Брат Кадфаэль был уверен, что его слова могут возыметь
разве что обратный эффект. Он не сомневался в том, что сейчас,
когда закон и обычай позволяют Мэтью расправиться с его врагом,
молодой человек не сможет нанести роковой удар. Столь долго
вынашиваемая жажда мщения сменилась отвращением и щемящей
тоской. Монах понимал, что Мэтью по натуре своей не способен
убить того, кто не только не сопротивляется, но даже не молит о
пощаде. Разве ему нужна смерть этого ничтожества?
— Все кончено, Люк, — негромко сказал Кадфаэль. — Делай
то, что ты считаешь нужным. Если Мэтью и понял, что монах
назвал его настоящее имя, то не подал виду. Сейчас это не имело
значения. Да и что могло казаться ему важным ныне, когда он
расстался с мечтой о мести. Молодой человек разжал
окровавленные пальцы, и клинок, выскользнув из его руки, упал
на траву. Повернувшись, он, не разбирая дороги, зашагал прочь и
исчез в темноте за окружавшей прогалину зеленой стеной.

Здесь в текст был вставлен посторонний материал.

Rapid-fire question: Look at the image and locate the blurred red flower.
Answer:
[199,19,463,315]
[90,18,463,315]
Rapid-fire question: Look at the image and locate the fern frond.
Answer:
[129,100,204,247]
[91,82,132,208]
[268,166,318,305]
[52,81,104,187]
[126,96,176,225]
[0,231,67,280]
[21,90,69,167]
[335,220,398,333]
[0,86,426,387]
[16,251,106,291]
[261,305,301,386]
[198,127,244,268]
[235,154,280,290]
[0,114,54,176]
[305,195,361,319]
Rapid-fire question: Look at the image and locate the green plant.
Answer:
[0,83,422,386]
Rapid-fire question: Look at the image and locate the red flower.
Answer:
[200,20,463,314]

Оливье, взиравший на эту сцену затаив дыхание,
встрепенулся, глубоко вздохнул и, схватив Кадфаэля за руку,
спросил:
— Так что, тебе удалось дознаться, кто он такой? Этот
юноша и вправду Люк Меверель?
Не дожидаясь ответа, в котором он и не сомневался, Оливье
сорвался с места и бросился было в кусты за Люком, но его
задержал Хью.
— Погоди малость. У тебя и здесь может найтись дело. Если
Кадфаэль прав — а он наверняка не ошибается, — здесь
находится убийца твоего друга. Если хочешь, ты можешь
рассчитаться с ним.
— Так оно и есть, — подтвердил монах. — Да ты сам его
спроси, нынче он отпираться не станет.
Сиаран, жалкий, растерянный и понурый, по-прежнему стоял
на коленях в траве и покорно ждал, когда кто-нибудь решит,
оставлять ли его в живых, и если оставлять, то на каких
условиях.
Оливье бросил на него задумчивый взгляд, а потом покачал
головой и потянулся к узде своего коня.
— Кто я таков, — сказал он, — чтобы судить этого
человека? Уж если Люк Меверель отказался покарать его, пусть он
идет своей дорогой. Грех его останется на его совести. Ну а у
меня другая задача.
Он вскочил в седло и, направив коня на завесу кустов,
пропал из виду.
Монах, к которому наконец вернулась способность
воспринимать окружающее, увидел, что, кроме него и Берингара,
на поляне есть и другие. Трое стражников сидели верхом на конях
с факелами в руках, и к стремени одного из них был крепко
прикручен ремнями за запястья Симон Поер. Самозванного купца
изловили ярдах в пятидесяти от прогалины, и вид у него был
весьма угрюмый. Откуда-то из лесу донесся шум — еще один
беглец был настигнут и схвачен. Третьего пока не поймали, но и
ему недолго оставалось гулять на воле. Главное было сделано, и
теперь по лесным тропам можно будет гулять без опаски.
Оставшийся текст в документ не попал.